第197話 皇帝と宰相 前編

 法皇を連れてルイス=ハート法国を飛び立った俺達は、その日の陽が傾きかけた頃に帝国の野営地と思しき場所を発見した。


 上空にいると帝国の風魔法士に迎撃される恐れがあった為、ロザリンデ少佐の提案で野営地近くに下り立ち、そこから徒歩で向かう事になった。


 先頭を歩くのはロザリンデ少佐、その後ろを国王と法皇が歩く。


 左右はがっちりと風魔法士達に守られており、俺は最後尾から後に続いた。


 ロザリンデ少佐は野営地に着くと見張りの兵士に話し掛けた。


「ヴァイラント王国、独立魔法大隊隊長ロザンリンデ・フォン・シャルンホルスト少佐です。貴国と停戦を結ぶための使者として参上しました。
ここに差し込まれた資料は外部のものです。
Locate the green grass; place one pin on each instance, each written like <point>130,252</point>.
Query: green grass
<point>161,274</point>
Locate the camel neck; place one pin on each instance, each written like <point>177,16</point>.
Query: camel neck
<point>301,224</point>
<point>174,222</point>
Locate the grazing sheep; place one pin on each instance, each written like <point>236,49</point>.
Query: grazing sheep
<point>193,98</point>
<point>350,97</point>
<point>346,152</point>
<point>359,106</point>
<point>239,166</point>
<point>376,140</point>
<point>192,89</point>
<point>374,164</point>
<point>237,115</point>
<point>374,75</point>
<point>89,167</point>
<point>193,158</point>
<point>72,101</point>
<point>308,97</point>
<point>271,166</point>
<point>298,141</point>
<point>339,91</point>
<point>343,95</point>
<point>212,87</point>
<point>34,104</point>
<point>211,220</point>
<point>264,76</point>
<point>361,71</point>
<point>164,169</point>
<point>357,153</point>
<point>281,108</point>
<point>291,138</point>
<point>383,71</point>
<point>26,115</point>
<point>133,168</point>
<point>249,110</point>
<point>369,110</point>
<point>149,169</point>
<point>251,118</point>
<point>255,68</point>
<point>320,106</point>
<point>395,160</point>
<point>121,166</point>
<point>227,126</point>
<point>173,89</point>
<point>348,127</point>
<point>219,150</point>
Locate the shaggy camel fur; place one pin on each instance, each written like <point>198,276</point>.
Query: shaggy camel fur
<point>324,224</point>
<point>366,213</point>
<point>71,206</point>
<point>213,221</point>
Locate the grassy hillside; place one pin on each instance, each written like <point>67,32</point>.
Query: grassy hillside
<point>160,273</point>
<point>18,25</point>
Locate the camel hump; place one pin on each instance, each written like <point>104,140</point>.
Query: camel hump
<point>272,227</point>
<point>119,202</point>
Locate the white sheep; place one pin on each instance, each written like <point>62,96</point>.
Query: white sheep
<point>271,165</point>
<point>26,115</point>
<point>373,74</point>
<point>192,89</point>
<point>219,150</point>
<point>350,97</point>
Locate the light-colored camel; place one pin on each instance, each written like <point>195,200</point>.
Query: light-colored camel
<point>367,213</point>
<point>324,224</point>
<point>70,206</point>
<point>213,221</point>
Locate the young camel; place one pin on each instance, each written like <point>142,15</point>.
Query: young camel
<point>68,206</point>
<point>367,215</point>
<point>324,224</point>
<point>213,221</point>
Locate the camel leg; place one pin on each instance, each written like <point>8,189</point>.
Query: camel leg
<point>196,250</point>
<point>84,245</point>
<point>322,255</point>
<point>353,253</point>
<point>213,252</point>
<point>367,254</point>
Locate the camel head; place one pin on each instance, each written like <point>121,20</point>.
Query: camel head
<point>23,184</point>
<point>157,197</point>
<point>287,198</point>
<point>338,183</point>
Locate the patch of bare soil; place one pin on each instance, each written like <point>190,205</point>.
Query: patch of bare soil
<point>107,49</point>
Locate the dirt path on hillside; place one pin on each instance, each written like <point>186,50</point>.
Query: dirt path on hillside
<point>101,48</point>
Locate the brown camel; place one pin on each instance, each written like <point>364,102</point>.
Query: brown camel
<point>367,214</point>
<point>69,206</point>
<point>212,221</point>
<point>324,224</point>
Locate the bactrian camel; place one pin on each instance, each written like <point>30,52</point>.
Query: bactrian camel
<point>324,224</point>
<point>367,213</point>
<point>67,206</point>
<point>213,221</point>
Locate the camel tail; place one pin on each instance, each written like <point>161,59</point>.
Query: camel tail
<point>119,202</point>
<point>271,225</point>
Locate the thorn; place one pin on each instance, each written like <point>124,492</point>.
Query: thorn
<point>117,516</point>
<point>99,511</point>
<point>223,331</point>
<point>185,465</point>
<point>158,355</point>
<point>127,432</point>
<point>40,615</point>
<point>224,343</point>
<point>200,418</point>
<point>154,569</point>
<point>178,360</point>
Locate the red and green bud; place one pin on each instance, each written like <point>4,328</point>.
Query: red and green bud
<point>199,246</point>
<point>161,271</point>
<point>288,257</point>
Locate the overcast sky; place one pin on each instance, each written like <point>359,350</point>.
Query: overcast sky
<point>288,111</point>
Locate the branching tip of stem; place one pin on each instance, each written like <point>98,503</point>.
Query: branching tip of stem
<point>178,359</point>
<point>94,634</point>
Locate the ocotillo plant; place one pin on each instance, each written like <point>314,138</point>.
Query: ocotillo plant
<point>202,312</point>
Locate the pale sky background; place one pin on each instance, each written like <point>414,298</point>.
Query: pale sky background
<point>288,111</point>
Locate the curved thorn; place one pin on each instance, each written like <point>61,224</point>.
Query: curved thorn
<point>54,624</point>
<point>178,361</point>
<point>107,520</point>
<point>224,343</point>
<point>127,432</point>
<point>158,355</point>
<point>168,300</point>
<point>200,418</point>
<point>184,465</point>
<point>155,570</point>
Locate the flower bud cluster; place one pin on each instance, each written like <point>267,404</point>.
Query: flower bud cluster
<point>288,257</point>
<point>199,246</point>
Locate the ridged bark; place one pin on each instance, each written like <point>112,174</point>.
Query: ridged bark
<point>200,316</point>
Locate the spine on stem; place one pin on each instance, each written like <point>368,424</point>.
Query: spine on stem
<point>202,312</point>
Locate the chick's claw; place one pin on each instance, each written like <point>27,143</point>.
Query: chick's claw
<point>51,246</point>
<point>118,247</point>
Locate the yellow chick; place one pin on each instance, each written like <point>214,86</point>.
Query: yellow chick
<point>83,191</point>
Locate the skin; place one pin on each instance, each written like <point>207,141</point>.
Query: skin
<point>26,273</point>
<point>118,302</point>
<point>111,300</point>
どうか皇帝陛下への謁見を許可頂きたい」


「ヴァイラントの使者だと……? そんな話は聞いていないぞ」


「何せ、急な事でしたので……こちらには我が国の王、それからルイス=ハート法国の法皇様もお連れしています」


「法皇様まで……?! わ、わかった、少しここで待っていろ」


 見張りの兵士は急いで野営地の奥へと駆けて行った。


 その間、俺は野営地の様子を観察する事にする。


 ……はっきり言って、気が緩み過ぎてるな。


 そこかしこから兵士達の笑い声や、陽気な音楽が聞こえて来る。


 戦争というよりお祭り騒ぎである。


 まあ、無理もないか。


 同盟していたとはいえ緊張関係にあった魔族軍がいなくなり、エルス共和国軍も帰国した今、先遣隊にケンプフェル要塞を攻撃させようとしているのだから、後続の主力部隊が暇を持て余してしまうのも理解は出来る。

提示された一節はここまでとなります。